This article is an answer to the ECG Case 166
There is a regular rhythm at a rate of 90 bpm. There is a P wave (*) before each QRS complex, with a stable PR interval (0.22 sec). The P wave is negative in leads V1-V2, suggesting left atrial hypertrophy. This is a normal sinus rhythm with a first-degree AV block.
There is significant ST-segment (↓) elevation in leads I, aVL, and V4-V6, representing an acute ST-segment elevation myocardial infarction (STEMI) of the anterolateral and lateral walls.
The ST segments are convex and are merged with the T waves; there is loss of R-wave amplitude. This type of QRS complex has been termed “tombstone,” but actually the QRS complex morphology has a current of injury and resembles the fast action potential that is generated by the ventricular myocardium as a result of the rapid influx of sodium ion. This is, therefore, a monophasic action potential.

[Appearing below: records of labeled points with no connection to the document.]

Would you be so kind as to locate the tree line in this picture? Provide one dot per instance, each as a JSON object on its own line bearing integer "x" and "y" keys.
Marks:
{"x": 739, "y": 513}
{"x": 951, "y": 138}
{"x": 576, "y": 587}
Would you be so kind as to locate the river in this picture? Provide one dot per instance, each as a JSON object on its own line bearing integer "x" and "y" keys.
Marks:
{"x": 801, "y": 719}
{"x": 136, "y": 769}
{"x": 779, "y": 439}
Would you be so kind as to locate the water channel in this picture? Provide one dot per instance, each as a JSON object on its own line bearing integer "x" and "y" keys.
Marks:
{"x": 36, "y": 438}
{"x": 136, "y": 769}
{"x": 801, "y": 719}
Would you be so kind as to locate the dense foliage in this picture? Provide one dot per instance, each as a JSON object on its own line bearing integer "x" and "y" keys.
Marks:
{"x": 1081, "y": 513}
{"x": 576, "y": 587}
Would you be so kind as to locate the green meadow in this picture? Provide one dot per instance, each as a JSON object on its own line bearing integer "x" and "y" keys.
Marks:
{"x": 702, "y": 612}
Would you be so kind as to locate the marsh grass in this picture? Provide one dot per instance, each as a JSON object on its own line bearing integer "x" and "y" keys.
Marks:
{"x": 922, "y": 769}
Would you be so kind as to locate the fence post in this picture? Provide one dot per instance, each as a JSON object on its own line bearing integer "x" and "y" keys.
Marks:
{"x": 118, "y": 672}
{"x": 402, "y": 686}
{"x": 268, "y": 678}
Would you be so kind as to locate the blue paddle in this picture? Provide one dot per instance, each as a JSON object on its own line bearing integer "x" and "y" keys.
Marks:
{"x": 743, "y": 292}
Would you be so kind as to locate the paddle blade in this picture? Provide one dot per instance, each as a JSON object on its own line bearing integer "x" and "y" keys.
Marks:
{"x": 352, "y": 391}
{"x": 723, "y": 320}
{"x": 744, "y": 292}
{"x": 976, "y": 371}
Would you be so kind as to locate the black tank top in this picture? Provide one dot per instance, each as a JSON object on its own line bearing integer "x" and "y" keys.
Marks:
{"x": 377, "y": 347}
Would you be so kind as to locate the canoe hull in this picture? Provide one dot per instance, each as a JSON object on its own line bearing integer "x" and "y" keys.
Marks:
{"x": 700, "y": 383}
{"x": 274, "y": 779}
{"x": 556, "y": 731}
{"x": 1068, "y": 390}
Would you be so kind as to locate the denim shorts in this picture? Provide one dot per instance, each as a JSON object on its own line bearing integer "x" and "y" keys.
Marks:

Also noted are significant ST-segment depressions (↑) in leads III and aVF, which are reciprocal changes. An acute STEMI is identified by the presence of localized ST-segment elevation, hyperacute T waves (tall, peaked, and symmetric), and reciprocal ST-segment depressions (due to the same ST-segment changes viewed from another angle or direction). The location of these changes identifies the region of the myocardium involved.
This young woman may have a coronary artery dissection, which might be due to an acute dissection of the aortic root or an isolated coronary artery dissection. Although coronary artery dissection is rare, it is an important cause of MI in young, otherwise healthy individuals.
There is a particular increase in the risk for coronary dissection in the peripartum period. It has been suggested that arterial dissection during or soon after pregnancy is related to structural changes in the intima and media of the arterial wall that are produced by hormonal and hemodynamic changes.
Although dissection can occur in the absence of risk factors, it may occur more frequently in conditions associated with hypertension that independently damage the arterial wall. The finding of spontaneous coronary artery dissection should trigger the search for a previously undiagnosed connective tissue disease, such as Marfan or Ehler-Danlos syndrome.
Unfortunately, the treatment for coronary artery dissection is difficult and complications of MI, including malignant ventricular arrhythmias and sudden cardiac death, can occur. Patients are often treated with systemic anticoagulation in order to minimize thrombosis at the site of the dissection.
There is a potential role for coronary stenting, although this is controversial. In theory, placing an intracoronary stent may stabilize the leading edge of the dissection flap, although there is a risk for stenting into the false lumen and thus propagating the dissection and jeopardizing flow through distal vessel branches.